Tout acheteur de gaz russe doit ouvrir un compte à Gazprombank. Cette banque russe reçoit les paiements dans la devise du contrat, les convertit à ses frais sur un deuxième compte en roubles ouvert par la société européenne acheteuse de gaz et paie ainsi Gazprom, le fournisseur de gaz, en roubles ! Pour ne pas perdre la face, l’UE exige des sociétés européennes acheteuses de gaz une déclaration guignolesque selon laquelle leurs obligations sont remplies puisqu’elles paient en euros ou en dollars conformément aux contrats signés. La déclaration ment par omission en disant qu’elle clôt le paiement pour la livraison de gaz concernée car elle oublie de préciser que le paiement ultime a finalement été effectué par le débit en roubles sur un deuxième compte en roubles ouvert chez Gazprombank.

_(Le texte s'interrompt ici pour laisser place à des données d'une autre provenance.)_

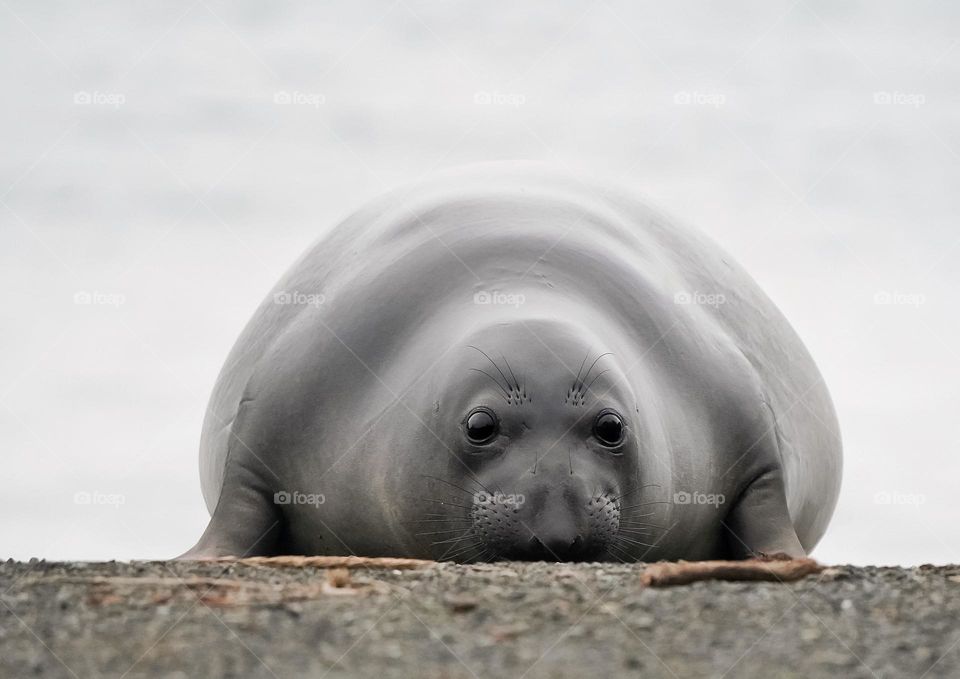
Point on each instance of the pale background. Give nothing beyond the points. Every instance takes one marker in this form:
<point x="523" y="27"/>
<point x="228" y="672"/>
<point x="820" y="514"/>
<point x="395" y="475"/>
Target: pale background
<point x="818" y="142"/>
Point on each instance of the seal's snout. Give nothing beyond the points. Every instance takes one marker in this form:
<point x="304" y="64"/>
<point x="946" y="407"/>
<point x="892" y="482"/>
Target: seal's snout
<point x="555" y="547"/>
<point x="545" y="524"/>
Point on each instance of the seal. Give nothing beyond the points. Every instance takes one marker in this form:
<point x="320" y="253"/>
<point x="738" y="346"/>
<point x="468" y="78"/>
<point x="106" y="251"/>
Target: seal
<point x="508" y="362"/>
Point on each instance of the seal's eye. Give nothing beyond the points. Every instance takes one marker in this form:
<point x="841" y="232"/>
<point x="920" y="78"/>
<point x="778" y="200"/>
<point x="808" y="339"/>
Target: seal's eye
<point x="481" y="426"/>
<point x="608" y="428"/>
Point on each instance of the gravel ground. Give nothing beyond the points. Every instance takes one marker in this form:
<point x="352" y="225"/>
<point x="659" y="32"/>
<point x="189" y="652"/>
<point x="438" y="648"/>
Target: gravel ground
<point x="188" y="619"/>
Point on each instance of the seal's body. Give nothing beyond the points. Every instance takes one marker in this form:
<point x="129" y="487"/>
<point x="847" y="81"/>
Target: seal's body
<point x="504" y="362"/>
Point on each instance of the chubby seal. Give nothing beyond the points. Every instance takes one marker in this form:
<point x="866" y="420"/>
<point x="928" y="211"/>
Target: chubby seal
<point x="507" y="362"/>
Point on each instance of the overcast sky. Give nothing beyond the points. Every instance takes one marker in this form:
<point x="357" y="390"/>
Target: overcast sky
<point x="167" y="161"/>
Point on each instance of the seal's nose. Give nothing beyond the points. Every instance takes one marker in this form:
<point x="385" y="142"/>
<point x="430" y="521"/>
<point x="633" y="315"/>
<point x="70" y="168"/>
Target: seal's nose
<point x="556" y="547"/>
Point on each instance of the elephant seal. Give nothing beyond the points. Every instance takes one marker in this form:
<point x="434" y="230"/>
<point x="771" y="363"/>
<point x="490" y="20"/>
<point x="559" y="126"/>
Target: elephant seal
<point x="507" y="362"/>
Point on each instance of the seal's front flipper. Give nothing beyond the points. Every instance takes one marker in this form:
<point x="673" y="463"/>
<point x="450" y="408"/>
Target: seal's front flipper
<point x="246" y="521"/>
<point x="759" y="522"/>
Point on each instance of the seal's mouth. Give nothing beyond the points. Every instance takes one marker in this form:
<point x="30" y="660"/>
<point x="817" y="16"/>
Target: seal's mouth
<point x="511" y="528"/>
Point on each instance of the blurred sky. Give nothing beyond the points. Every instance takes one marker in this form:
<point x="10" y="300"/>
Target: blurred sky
<point x="150" y="160"/>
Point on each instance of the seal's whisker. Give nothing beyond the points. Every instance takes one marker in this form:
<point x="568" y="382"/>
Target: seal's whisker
<point x="644" y="504"/>
<point x="638" y="533"/>
<point x="443" y="532"/>
<point x="576" y="380"/>
<point x="516" y="382"/>
<point x="455" y="540"/>
<point x="635" y="489"/>
<point x="587" y="374"/>
<point x="458" y="552"/>
<point x="439" y="502"/>
<point x="634" y="542"/>
<point x="504" y="392"/>
<point x="598" y="376"/>
<point x="494" y="363"/>
<point x="452" y="485"/>
<point x="631" y="524"/>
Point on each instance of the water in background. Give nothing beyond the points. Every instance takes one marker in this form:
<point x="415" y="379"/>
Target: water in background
<point x="163" y="163"/>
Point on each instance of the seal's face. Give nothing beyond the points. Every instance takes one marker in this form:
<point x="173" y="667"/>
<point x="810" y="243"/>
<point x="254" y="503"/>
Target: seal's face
<point x="548" y="454"/>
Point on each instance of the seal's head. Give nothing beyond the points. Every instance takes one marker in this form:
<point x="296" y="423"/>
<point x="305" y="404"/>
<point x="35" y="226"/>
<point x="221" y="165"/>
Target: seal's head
<point x="544" y="441"/>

Pourtant les dirigeants de l’UE affirmaient que jamais au grand jamais ils n’accepteraient de payer le gaz en roubles. Il s’agit donc d’une capitulation pure et simple de Bruxelles. L’important pour la Russie est d’éviter la saisie des paiements en euros ou en dollars dans des comptes ouverts auprès des banques occidentales. De plus, ces dollars et euros sont immédiatement revendus sur le marché des changes contre des roubles avec des frais de change facturés à la société européenne acheteuse de gaz. C’est la raison pour laquelle le rouble a non seulement retrouvé son taux de change d’avant le 24 février 2022, date de l’intervention militaire russe en Ukraine, mais il l’a même dépassé, narguant l’euro en train de dévisser et même le dollar américain ! Les Occidentaux qui rêvaient de voir le rouble s’écrouler pour déclencher une inflation monstrueuse en Russie se retrouvent donc, il n’y a pas d’autres termes pour exprimer le mieux possible la réalité de la situation, tout « cons » !

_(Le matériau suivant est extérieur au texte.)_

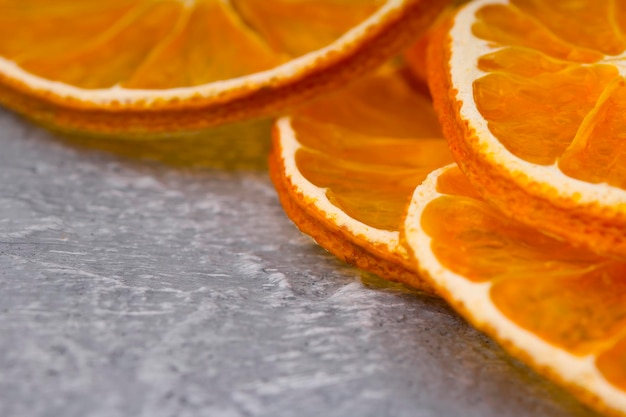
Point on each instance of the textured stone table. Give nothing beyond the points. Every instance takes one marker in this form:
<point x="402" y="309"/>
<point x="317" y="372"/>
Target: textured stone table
<point x="158" y="280"/>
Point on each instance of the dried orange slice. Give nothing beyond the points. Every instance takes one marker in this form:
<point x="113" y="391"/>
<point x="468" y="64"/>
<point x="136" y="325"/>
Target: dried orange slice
<point x="560" y="308"/>
<point x="146" y="66"/>
<point x="531" y="95"/>
<point x="345" y="166"/>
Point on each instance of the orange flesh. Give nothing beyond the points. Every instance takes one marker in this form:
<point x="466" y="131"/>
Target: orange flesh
<point x="124" y="42"/>
<point x="539" y="101"/>
<point x="297" y="27"/>
<point x="370" y="154"/>
<point x="537" y="118"/>
<point x="569" y="297"/>
<point x="599" y="150"/>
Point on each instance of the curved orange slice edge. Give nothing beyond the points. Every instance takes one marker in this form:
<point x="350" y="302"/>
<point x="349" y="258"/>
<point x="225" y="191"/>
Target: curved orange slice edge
<point x="142" y="67"/>
<point x="560" y="308"/>
<point x="530" y="95"/>
<point x="345" y="165"/>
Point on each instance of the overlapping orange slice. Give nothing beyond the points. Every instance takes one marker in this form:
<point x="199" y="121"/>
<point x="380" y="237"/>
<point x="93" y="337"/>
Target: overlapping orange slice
<point x="154" y="66"/>
<point x="345" y="166"/>
<point x="532" y="96"/>
<point x="560" y="308"/>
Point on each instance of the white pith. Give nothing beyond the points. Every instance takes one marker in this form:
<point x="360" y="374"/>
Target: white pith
<point x="317" y="196"/>
<point x="122" y="96"/>
<point x="467" y="48"/>
<point x="573" y="370"/>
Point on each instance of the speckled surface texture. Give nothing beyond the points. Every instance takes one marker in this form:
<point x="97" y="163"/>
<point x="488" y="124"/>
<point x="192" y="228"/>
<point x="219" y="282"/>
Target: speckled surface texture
<point x="134" y="287"/>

Selon l’agence Bloomberg, 20 entreprises européennes ont déjà ouvert des comptes auprès de Gazprombank pour payer le gaz russe en convertissant des euros en roubles. 14 autres clients ont demandé des documents nécessaires pour les ouvrir. Et 4 ont déjà effectué le paiement en roubles !

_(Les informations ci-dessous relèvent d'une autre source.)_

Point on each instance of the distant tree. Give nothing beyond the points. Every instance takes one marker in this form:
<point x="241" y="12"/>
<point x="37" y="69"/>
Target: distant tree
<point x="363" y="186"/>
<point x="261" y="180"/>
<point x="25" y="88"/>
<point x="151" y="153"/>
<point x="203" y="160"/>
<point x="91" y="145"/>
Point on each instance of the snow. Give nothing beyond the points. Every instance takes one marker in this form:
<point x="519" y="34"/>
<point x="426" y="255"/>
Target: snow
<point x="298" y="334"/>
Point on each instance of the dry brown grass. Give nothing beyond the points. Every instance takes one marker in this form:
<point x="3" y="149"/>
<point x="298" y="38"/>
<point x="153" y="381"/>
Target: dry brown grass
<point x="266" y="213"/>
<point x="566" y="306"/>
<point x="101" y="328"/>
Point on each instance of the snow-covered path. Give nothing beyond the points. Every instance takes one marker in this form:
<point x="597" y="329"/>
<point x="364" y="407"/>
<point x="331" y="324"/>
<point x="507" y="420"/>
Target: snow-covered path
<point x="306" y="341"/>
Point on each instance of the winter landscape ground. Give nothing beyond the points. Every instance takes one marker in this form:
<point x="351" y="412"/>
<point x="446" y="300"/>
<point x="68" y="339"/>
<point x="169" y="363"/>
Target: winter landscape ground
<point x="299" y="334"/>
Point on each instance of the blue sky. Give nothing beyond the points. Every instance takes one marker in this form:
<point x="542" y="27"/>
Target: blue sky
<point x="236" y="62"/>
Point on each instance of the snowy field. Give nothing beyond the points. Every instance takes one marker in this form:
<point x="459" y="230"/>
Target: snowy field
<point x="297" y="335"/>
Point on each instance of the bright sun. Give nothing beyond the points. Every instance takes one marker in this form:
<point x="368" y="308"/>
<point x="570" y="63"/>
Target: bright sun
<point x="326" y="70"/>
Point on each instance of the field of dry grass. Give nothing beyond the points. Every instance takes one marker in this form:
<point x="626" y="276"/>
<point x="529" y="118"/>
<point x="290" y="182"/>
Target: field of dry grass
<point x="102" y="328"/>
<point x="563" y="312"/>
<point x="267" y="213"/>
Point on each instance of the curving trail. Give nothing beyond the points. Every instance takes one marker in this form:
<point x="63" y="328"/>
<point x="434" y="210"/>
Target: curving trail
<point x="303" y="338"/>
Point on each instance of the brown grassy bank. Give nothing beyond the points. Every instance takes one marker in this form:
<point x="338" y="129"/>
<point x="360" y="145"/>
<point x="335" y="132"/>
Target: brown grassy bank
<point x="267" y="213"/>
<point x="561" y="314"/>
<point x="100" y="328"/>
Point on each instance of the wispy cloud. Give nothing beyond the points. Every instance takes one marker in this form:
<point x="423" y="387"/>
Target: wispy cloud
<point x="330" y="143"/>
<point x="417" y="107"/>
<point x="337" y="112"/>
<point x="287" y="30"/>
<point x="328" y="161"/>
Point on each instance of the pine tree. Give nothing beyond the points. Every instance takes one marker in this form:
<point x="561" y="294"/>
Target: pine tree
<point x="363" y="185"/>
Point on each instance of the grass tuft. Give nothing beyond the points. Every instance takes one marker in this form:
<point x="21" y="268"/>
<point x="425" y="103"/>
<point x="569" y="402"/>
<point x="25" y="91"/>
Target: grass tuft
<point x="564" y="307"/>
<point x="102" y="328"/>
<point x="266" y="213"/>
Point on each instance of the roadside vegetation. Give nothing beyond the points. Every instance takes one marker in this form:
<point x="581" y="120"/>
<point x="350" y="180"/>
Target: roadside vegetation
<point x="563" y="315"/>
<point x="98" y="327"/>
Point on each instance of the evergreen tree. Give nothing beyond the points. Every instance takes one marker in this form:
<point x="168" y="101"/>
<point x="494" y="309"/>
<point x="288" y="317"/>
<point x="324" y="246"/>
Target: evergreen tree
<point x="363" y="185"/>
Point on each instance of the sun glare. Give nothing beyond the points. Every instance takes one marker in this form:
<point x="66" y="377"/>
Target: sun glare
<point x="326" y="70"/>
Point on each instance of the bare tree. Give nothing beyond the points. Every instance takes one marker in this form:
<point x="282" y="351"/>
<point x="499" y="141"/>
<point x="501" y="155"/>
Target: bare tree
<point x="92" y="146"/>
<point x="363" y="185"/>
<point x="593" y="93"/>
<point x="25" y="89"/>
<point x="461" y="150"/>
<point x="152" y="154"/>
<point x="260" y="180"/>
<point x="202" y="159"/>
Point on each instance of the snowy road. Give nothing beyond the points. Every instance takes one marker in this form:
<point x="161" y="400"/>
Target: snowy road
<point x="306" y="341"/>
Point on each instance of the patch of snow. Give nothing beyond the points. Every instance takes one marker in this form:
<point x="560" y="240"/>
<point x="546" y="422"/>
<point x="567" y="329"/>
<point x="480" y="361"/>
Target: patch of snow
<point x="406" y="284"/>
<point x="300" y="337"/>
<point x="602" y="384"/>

La Russie vient de gagner par exemple son bras de fer avec l’Italie : l’ENI, le groupe énergétique italien détenu par l’État, a accepté d’ouvrir un deuxième compte en roubles. A contrario, la Pologne et la Bulgarie avaient réglé leurs achats dans la devise prévue, mais avaient refusé d’ouvrir un second compte en roubles ; Gazprom, en rétorsion, a suspendu ses livraisons, considérant que le règlement n’avait pas été effectué. Selon le journal italien La Repubblica, malgré la pantomime grotesque des guignols de l’UE, « le gaz, à raison de 155 milliards de m3 en 2021, continuera à affluer de la Russie vers l’UE ».

Quant à la politique des sanctions contre le pétrole russe, c’est aussi le fiasco le plus complet !
Les divergences entre les pays européens sont très vives ! La Hongrie, dépendante à 100 % de l’énergie russe par gazoduc et oléoduc, a chiffré à 15-18 milliards d’euros le coût d’un arrêt de ses achats de pétrole russe pour expliquer sa demande d’exemption, suite à un approvisionnement russe exclusif par oléoducs terrestres, du projet d’embargo pétrolier de l’UE.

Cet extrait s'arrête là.